Diagnostic Performance of Large Language Models in Musculoskeletal Ultrasound: A Comparative Evaluation of ChatGPT-5.1 and Gemini for Plantar Fasciitis.
Authors
Affiliations (2)
Affiliations (2)
- Department of Physical Medicine and Rehabilitation, Elazıg Fethi Sekin City Hospital, Elazıg, Turkey. [email protected].

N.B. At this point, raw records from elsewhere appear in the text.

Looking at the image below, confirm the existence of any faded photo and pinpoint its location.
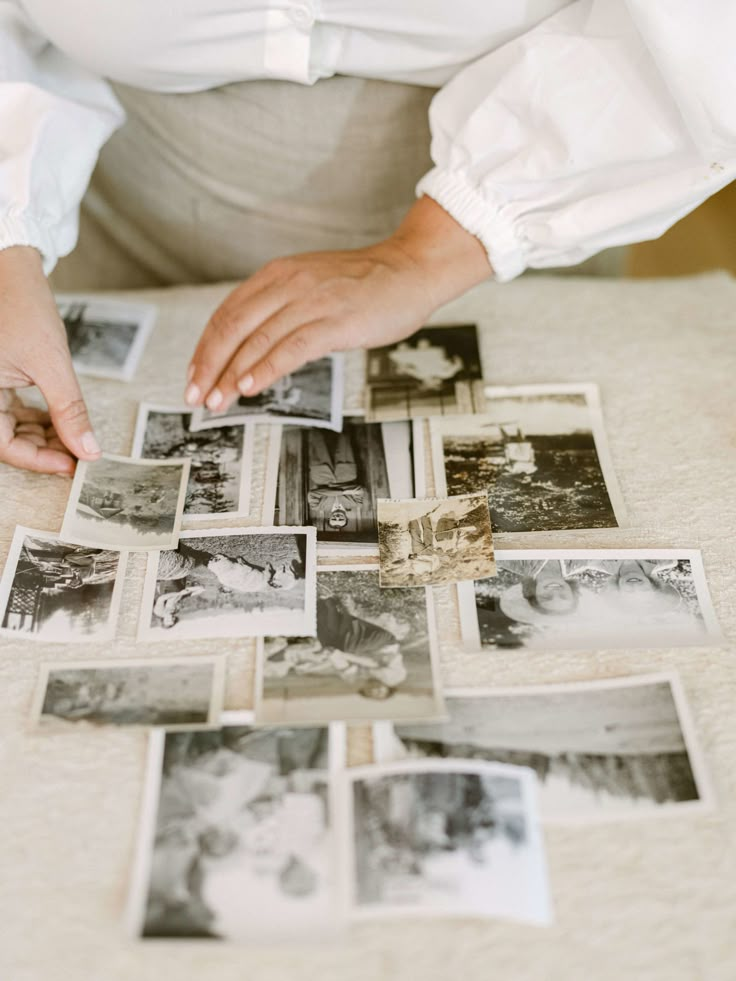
[139,528,316,640]
[365,324,485,422]
[131,726,336,942]
[375,675,710,821]
[132,403,252,517]
[0,528,125,643]
[346,761,550,923]
[459,549,720,650]
[378,493,496,587]
[430,385,622,533]
[274,416,416,547]
[256,568,444,724]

- Erzurum Technical University, Faculty of Health Sciences, Department of Physiotherapy and Rehabilitation, Erzurum, Turkey.
Abstract
Recent advances in large language models (LLMs) have prompted growing interest in their potential to assist with musculoskeletal ultrasound interpretation. However, evidence regarding their diagnostic performance in plantar fasciitis remains scarce. This study evaluated the accuracy of ChatGPT-5.1 and Gemini in classifying plantar fasciitis on longitudinal ultrasound images, using a board-certified physiatrist's assessment as the reference standard. In this prospective diagnostic accuracy study, 80 anonymized plantar fascia ultrasound images were analyzed independently by ChatGPT-5.1 and Gemini using standardized interpretive prompts. Images were classified as normal or pathological based on established criteria, including fascial thickness ≥ 4 mm, hypoechogenicity, and disturbance of fibrillar structure. Diagnostic metrics (sensitivity, specificity, predictive values, accuracy, F1-score, and Cohen's κ) were calculated. Comparative performance was assessed using McNemar's test. ChatGPT-5.1 demonstrated a balanced diagnostic profile, achieving a sensitivity of 67.6%, specificity of 97.7%, and overall accuracy of 83.8%. In contrast, Gemini exhibited maximal sensitivity (100%) but substantially reduced specificity (37.2%), yielding an overall accuracy of 66.3%. Confusion matrices revealed divergent error structures: ChatGPT-5.1 produced few false positives (n = 1), whereas Gemini generated many (n = 27). Agreement with the reference standard was substantial for ChatGPT-5.1 (κ = 0.666) and fair for Gemini (κ = 0.354). McNemar's test showed a significant difference in paired classification decisions between the models (p = 0.035). Precision-recall analysis indicated a more favorable precision-recall balance for ChatGPT-5.1. ChatGPT-5.1 showed high specificity, whereas Gemini demonstrated higher sensitivity, indicating different diagnostic operating characteristics rather than overall superiority. These patterns suggest potential screening-oriented use for Gemini and confirmatory use for ChatGPT-5.1. The findings support the feasibility of LLM-assisted musculoskeletal ultrasound interpretation and highlight the need for multicenter validation and integration strategies based on complementary model characteristics.